Mais il semblerait que les solutions se situent principalement à l’échelle de la société, qui doit mieux prendre en compte les difficultés massives auxquelles sont confrontées les séniores. Pour revaloriser les interruptions de carrière, l’Observatoire propose donc 9 mesures :
- Campagne nationale et rapport dédié sur l’emploi des femmes séniores incluant un volet âge-sexe dans l’index égalité.
- Majoration aidance : validation de trimestres retraite pour l’accompagnement des proches.
- Adaptation du C2P (Compte professionnel de prévention) pour reconnaître la pénibilité propre aux métiers féminisés.
- Requalification des métiers du care en carrières durables (équipements, récupération, évolution).
- Protection du temps partiel aidant : maintien des droits à cotisation et fin de la stigmatisation.

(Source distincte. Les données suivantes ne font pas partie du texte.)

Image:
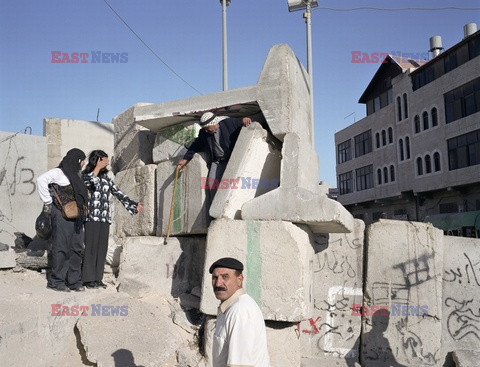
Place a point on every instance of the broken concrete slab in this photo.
(126, 344)
(171, 142)
(234, 103)
(264, 247)
(403, 294)
(139, 185)
(253, 169)
(149, 266)
(7, 259)
(284, 94)
(133, 143)
(300, 206)
(190, 215)
(331, 335)
(466, 358)
(461, 294)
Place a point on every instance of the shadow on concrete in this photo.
(124, 358)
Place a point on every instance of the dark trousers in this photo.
(96, 246)
(215, 173)
(66, 253)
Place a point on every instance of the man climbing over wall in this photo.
(217, 137)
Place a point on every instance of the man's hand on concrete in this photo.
(246, 121)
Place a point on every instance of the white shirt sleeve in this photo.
(55, 175)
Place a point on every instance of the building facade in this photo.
(416, 155)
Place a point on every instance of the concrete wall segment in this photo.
(266, 248)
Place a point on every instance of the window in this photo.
(407, 147)
(345, 183)
(436, 161)
(434, 117)
(405, 105)
(364, 178)
(419, 166)
(428, 164)
(344, 151)
(464, 150)
(450, 62)
(417, 124)
(462, 101)
(399, 109)
(445, 63)
(376, 104)
(363, 143)
(425, 120)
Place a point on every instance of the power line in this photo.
(150, 49)
(391, 9)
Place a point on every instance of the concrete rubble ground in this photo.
(309, 264)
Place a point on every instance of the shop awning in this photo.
(451, 221)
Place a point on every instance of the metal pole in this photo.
(224, 33)
(308, 21)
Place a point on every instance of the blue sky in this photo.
(187, 35)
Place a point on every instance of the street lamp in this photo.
(225, 3)
(294, 5)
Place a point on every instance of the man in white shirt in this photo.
(240, 337)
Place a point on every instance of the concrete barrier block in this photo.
(331, 335)
(461, 294)
(264, 247)
(466, 358)
(139, 185)
(299, 164)
(403, 294)
(190, 215)
(234, 102)
(253, 170)
(170, 142)
(22, 159)
(297, 205)
(133, 143)
(65, 134)
(127, 328)
(149, 266)
(284, 94)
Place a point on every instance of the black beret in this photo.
(226, 262)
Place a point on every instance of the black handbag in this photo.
(43, 225)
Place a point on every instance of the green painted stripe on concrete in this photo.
(254, 260)
(178, 202)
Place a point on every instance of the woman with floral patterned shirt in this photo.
(97, 225)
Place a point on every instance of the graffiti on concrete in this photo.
(469, 273)
(16, 179)
(463, 318)
(336, 261)
(416, 271)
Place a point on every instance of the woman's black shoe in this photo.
(101, 284)
(91, 285)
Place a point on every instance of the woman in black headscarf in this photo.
(67, 235)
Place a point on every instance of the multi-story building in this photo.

- Observatoire NER : mesure et suivi des femmes « ni en emploi, ni en retraite ».
- Recherche et plan Ménopause : financement accru, sensibilisation en entreprise et parcours de soin.
- Formation médecin du travail aux enjeux ménopause et santé osseuse.
- Congés aidants et grand-parentalité rémunérés pour reconnaître le temps consacré aux proches.
En somme, le véritable coût de la séniorité des femmes ne se mesure pas seulement en euros perdus, mais en perte de confiance et en invisibilité sociale. Pourtant, ce constat alarmant porte également un formidable potentiel de transformation : reconnaître, valoriser, accompagner et réparer enfin les inégalités.